By: Brian Miller, Precision Ag & Equipment Sales
NH3 is one of the most stable and concentrated forms of nitrogen, and still probably the most popular form of N to use across the corn belt. With how obvious it is that time will be an issue this spring, it will be tempting to take a few shortcuts when the application window opens. Please don’t. We’ve all heard the stories of close calls and disasters. Try not to become one of those stories in the name of saving a minute or two. Safety and maintenance ahead of time, with a little in-season common sense can go a long way. Let’s look at a couple ways to make sure we can have a safe spring.
Bleeders, bleeders, bleeders. If you must work on a toolbar or do any maintenance in season, it always takes longer than what you think to bleed down a bar before you can work on it. If you have multiple bleeder valves in different locations, that can drastically reduce the amount of time it takes before you can do your work. Just don’t forget to shut them all! Another great idea is to come to Hills and pick up a few pass-through bleed valves. They operate just like normal but have a hose barb on the outlet where you can attach a hose and run it somewhere else on the bar, away from the operator.

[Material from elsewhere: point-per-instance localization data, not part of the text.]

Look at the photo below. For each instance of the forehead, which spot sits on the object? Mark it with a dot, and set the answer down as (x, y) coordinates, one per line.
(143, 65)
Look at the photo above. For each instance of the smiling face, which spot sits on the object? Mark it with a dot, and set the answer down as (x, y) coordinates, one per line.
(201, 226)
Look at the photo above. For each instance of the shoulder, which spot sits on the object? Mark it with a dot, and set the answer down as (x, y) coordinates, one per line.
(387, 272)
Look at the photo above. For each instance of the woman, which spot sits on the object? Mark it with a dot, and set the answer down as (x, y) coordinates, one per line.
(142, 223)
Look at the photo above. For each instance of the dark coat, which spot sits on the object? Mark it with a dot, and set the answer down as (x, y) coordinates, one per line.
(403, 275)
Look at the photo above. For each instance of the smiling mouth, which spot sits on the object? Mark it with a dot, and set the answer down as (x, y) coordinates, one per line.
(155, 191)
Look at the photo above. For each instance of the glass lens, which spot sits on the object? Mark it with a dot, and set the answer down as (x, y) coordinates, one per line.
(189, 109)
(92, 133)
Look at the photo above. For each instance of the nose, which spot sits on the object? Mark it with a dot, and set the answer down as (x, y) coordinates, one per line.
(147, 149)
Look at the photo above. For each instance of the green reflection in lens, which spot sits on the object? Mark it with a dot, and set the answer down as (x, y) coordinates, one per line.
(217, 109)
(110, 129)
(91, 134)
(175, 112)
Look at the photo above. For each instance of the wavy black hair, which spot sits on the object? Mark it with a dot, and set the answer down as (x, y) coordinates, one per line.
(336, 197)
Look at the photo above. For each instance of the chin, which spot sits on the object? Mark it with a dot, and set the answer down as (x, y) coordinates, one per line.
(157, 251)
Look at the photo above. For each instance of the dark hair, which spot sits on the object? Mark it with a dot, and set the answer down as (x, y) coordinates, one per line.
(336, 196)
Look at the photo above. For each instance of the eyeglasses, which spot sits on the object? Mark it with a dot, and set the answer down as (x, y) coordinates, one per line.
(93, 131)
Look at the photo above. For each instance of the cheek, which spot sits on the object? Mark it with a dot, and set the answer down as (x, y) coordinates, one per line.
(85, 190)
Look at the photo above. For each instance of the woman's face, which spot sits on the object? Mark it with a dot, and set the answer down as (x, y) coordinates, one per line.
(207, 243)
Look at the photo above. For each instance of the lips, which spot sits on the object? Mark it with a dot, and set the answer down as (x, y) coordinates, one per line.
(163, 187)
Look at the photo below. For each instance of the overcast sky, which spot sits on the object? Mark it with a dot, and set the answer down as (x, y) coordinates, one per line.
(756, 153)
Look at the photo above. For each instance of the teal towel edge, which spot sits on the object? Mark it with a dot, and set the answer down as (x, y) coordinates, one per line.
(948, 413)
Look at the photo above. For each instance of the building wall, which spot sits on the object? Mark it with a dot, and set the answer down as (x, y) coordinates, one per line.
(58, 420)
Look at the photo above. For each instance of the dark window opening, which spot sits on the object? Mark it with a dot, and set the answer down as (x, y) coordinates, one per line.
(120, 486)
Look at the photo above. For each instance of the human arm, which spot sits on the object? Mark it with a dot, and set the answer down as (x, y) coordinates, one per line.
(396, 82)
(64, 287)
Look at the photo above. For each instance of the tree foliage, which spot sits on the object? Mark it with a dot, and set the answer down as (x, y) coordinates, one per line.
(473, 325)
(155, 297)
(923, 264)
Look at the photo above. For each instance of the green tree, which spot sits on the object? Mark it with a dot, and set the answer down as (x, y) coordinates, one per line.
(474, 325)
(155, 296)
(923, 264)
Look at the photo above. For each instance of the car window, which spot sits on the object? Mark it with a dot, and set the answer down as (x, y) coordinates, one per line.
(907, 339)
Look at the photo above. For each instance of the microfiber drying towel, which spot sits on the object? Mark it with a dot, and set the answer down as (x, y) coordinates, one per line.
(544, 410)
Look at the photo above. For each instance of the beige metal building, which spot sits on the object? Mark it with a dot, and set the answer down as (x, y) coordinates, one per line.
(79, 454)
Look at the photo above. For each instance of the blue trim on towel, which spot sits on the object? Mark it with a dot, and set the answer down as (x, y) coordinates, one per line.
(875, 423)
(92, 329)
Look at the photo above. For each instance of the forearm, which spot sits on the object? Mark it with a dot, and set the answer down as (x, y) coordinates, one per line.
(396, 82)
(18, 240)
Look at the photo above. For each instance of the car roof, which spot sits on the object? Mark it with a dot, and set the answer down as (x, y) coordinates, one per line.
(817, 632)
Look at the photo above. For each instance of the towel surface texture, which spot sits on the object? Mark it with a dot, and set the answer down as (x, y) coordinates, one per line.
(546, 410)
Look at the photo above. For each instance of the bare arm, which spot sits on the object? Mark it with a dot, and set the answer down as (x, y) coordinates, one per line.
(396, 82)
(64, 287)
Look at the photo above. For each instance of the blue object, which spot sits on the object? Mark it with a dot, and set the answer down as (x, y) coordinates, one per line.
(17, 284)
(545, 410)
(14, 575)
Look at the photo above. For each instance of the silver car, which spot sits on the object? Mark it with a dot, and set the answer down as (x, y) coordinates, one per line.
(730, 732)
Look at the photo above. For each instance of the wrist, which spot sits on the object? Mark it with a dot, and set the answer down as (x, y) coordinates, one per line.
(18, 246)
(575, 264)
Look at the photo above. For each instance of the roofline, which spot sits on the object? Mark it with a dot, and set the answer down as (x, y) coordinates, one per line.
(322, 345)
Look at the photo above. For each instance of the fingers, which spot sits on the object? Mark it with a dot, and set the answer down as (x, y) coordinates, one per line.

Look over your dated and non-dated hose. Any hose that would be deemed “pressurized” should be dated. If it isn’t, that should be changed, and if it is, check the hose to see if it is out of date. NH3 causes normal hose to become more prone to cracking due to the constant heating/cooling as well as wear from the product itself. Any “non-pressurized” hose should also be visually checked for wear and brittleness. The white/clear row hose is especially prone to this. We have black EVA hose that is sun-wear and kink resistant that is a good economical replacement.
Finally, just use common sense. Try to park upwind when you are changing tanks, always drive defensively when going from farm to farm, and do any tests/procedures you can while the bar is not under pressure.